D’autre part, eu égard aux conséquences qu’a sur la situation d’un étranger, notamment sur son droit à se maintenir en France et, dans certains cas, à y travailler, la détention du récépissé qui lui est en principe remis après l’enregistrement de sa demande et au droit qu’il a de voir sa situation examinée au regard des dispositions relatives au séjour des étrangers en France, il incombe à l’autorité administrative, après lui avoir fixé un rendez-vous, de le recevoir en préfecture et, si son dossier est complet, de procéder à l’enregistrement de sa demande, dans un délai raisonnable. La condition d’urgence est ainsi en principe constatée dans le cas d’une demande de renouvellement d’un titre de séjour. Dans les autres cas, il appartient au requérant de justifier de circonstances particulières caractérisant la nécessité pour lui d’obtenir rapidement ce rendez-vous. Si la situation de l’étranger le justifie, le juge peut préciser le délai maximal dans lequel celui-ci doit avoir lieu. Il fixe un délai bref en cas d’urgence particulière.
Il ressort des pièces du dossier que M. A… a déposé une première demande de renouvellement de titre de séjour le 9 octobre 2024, demande qui a été classée sans suite, faute pour le requérant d’avoir produit dans les temps les documents demandés par le service instructeur. M. A… a alors présenté une nouvelle demande de renouvellement de titre de séjour le 7 avril 2025, qui a également été classée sans suite, faute pour le requérant d’avoir produit un certificat de scolarité valable pour la rentrée de septembre 2025, document demandé par le service instructeur. Si M. A… fait valoir qu’il ne pouvait pas produire un tel document, il n’établit toutefois pas avoir formé de recours administratif ou contentieux à l’encontre de la décision de classement sans suite de son dossier. Ainsi, M. A… a largement contribué à créer la situation d’urgence dont il se prévaut désormais. Dès lors, M. A… ne justifie pas de circonstances particulières caractérisant la nécessité pour lui d’obtenir rapidement un rendez-vous en vue de faire enregistrer sa demande de titre de séjour. Par suite, la condition d’urgence exigée par les dispositions précitées de l’article L. 521-3 du code de justice administrative ne peut être regardée comme remplie.

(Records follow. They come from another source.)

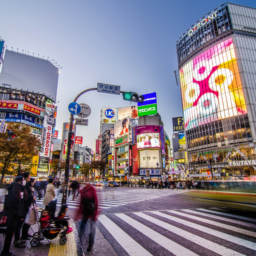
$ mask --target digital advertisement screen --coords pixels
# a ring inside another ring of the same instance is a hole
[[[160,148],[160,128],[155,125],[137,127],[137,148]]]
[[[180,77],[185,129],[247,113],[232,38],[195,58]]]

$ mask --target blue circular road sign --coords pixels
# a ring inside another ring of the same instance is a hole
[[[68,105],[68,110],[73,115],[78,115],[81,112],[81,107],[76,102],[71,102]]]

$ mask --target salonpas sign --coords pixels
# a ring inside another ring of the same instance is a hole
[[[234,161],[229,162],[230,166],[245,166],[256,165],[256,160],[244,160],[243,161]]]

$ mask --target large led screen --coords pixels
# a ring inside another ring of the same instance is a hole
[[[155,125],[137,127],[137,148],[160,148],[160,128]]]
[[[186,130],[247,113],[232,38],[196,56],[180,77]]]

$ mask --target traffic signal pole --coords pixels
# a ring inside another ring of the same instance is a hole
[[[75,98],[73,102],[76,102],[78,98],[84,93],[91,90],[96,90],[97,88],[90,88],[82,91]],[[120,91],[120,93],[125,93],[127,92]],[[142,99],[142,102],[144,100],[144,98]],[[66,204],[67,194],[67,183],[69,177],[69,166],[70,160],[70,153],[71,149],[71,137],[73,135],[73,122],[74,122],[74,115],[70,113],[69,130],[68,132],[68,137],[67,139],[67,158],[66,159],[66,168],[65,169],[65,177],[64,179],[64,189],[63,189],[63,195],[61,200],[61,204]]]
[[[74,99],[73,102],[76,102],[78,98],[82,94],[91,90],[95,90],[97,88],[90,88],[87,89],[81,92],[78,94]],[[67,183],[69,177],[69,168],[70,160],[70,153],[71,149],[71,137],[73,134],[73,122],[74,122],[74,115],[70,113],[69,130],[68,132],[68,137],[67,138],[67,158],[66,159],[66,168],[65,169],[65,177],[64,178],[64,189],[63,189],[63,195],[61,200],[61,204],[67,203]]]

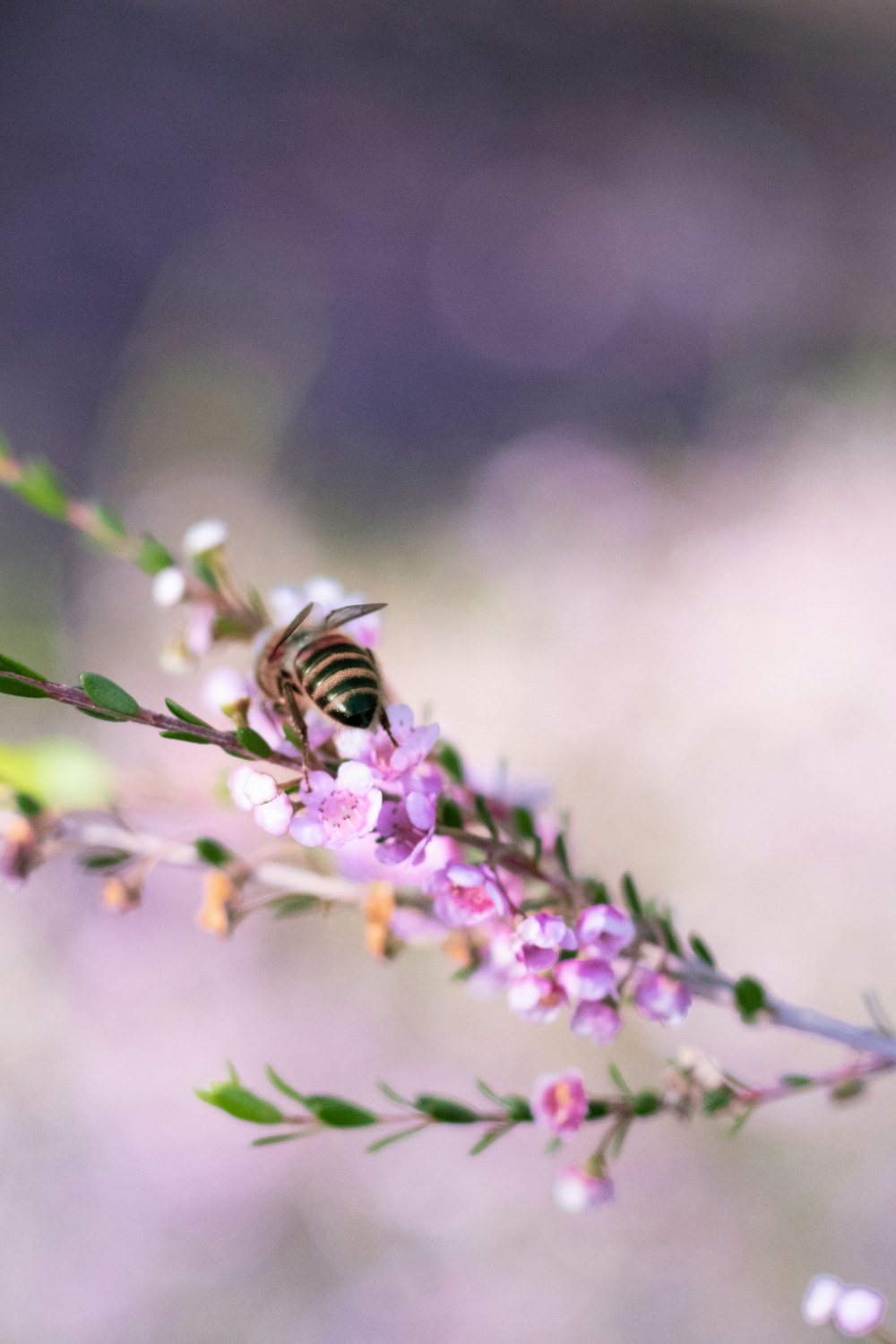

Il résulte de ce qui précède que les conclusions aux fins d’injonction et d’astreinte présentées par M. A… doivent être rejetées par application des dispositions précitées de l’article L. 522-3 du même code, ainsi que, par voie de conséquence, celles présentées au titre de l’article L. 761-1 dudit code.
O R D O N N E :
Article 1er :
La requête de M. A… est rejetée.
Article 2 :
La présente ordonnance sera notifiée à M. B… A….
Copie en sera adressée, pour information, au préfet des Hauts-de-Seine.
Fait à Cergy, le 18 décembre 2025.
Le juge des référés,
Signé
S. Bourragué
La République mande et ordonne au ministre de l’intérieur en ce qui le concerne ou à tous commissaires de justice de justice à ce requis en ce qui concerne les voies de droit commun contre les parties privées, de pourvoir à l’exécution de la présente décision.